Analysis of heat-up, devolatilization, and ignition of coal particles using point-particle DNS

It is acknowledged that pulverized coal combustion (PCC) will remain a major source of electrical energy, due to a growing energy demand and coal being abundant and cheap. To reduce CO2 emissions, retrofitting coal power plants with oxy-fuel combustion technology is a viable option. Burning coal in O2-rich conditions leads, however, to temperatures that exceed burner limits. For mitigation, a part of the exhaust stream is re-injected into the burner. This changes the burning conditions significantly, which necessitates investigations of O2-/CO2-rich combustion in oxy-coal burners.

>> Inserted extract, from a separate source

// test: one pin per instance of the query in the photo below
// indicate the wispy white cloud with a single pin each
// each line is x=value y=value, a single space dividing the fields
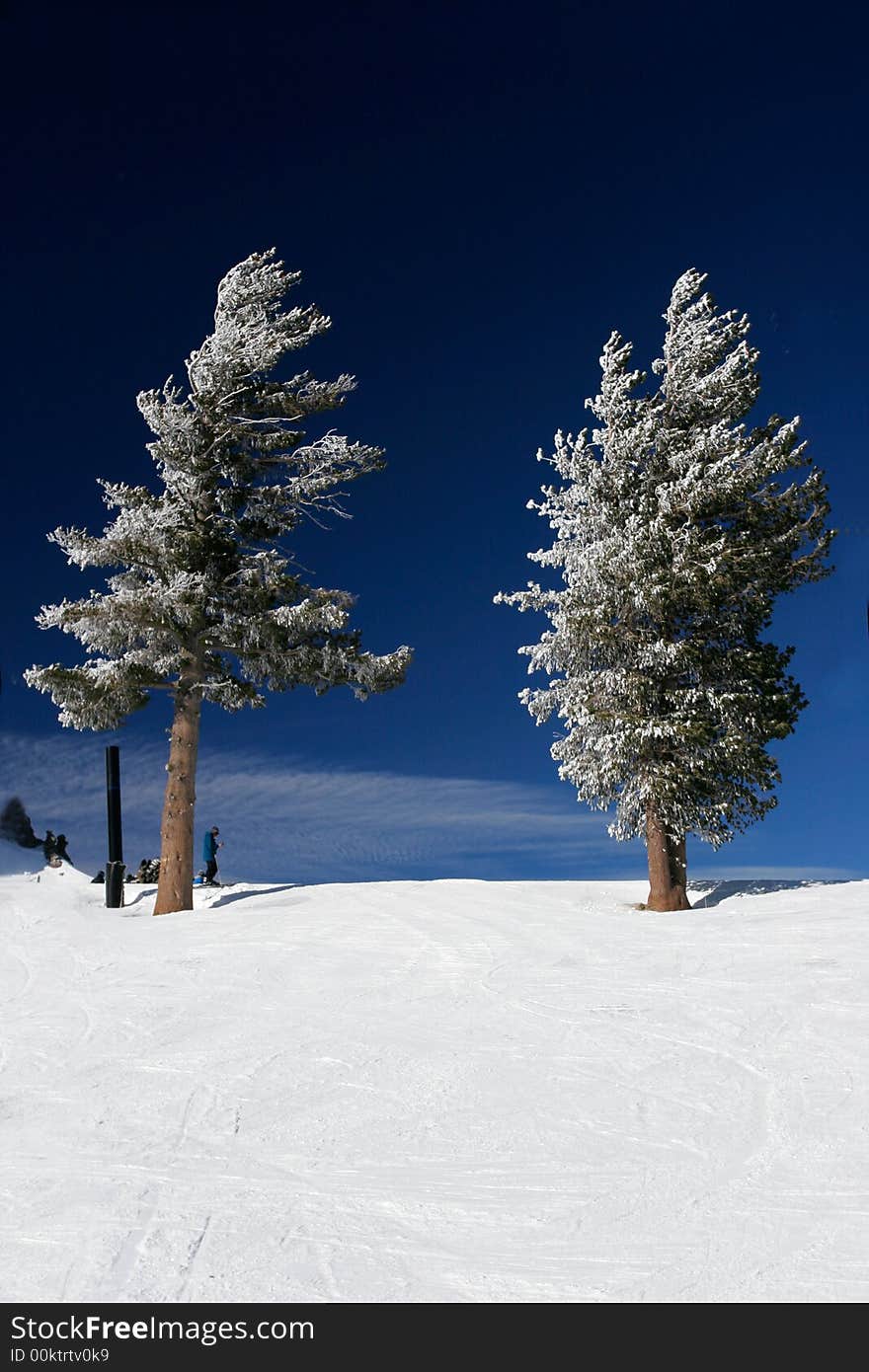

We present an examination of coal particles that cluster in reactive turbulence using point-particle DNS. Mimicking typical burning conditions, the mass loadings are about 0.1, Stokes numbers are about 1, and the Taylor-scale Reynolds number is about 50. In a precursor simulation, particles are randomly seeded in a turbulent base flow to obtain statistically homogeneous and isotropic initial conditions. The particles are heated up by the hot gases and devolatilize, followed by volatile combustion in the gas phase. Simulation results are assessed in terms of instantaneous contour plots, spatially averaged statistics, and joint probability distributions of relevant combustion quantities.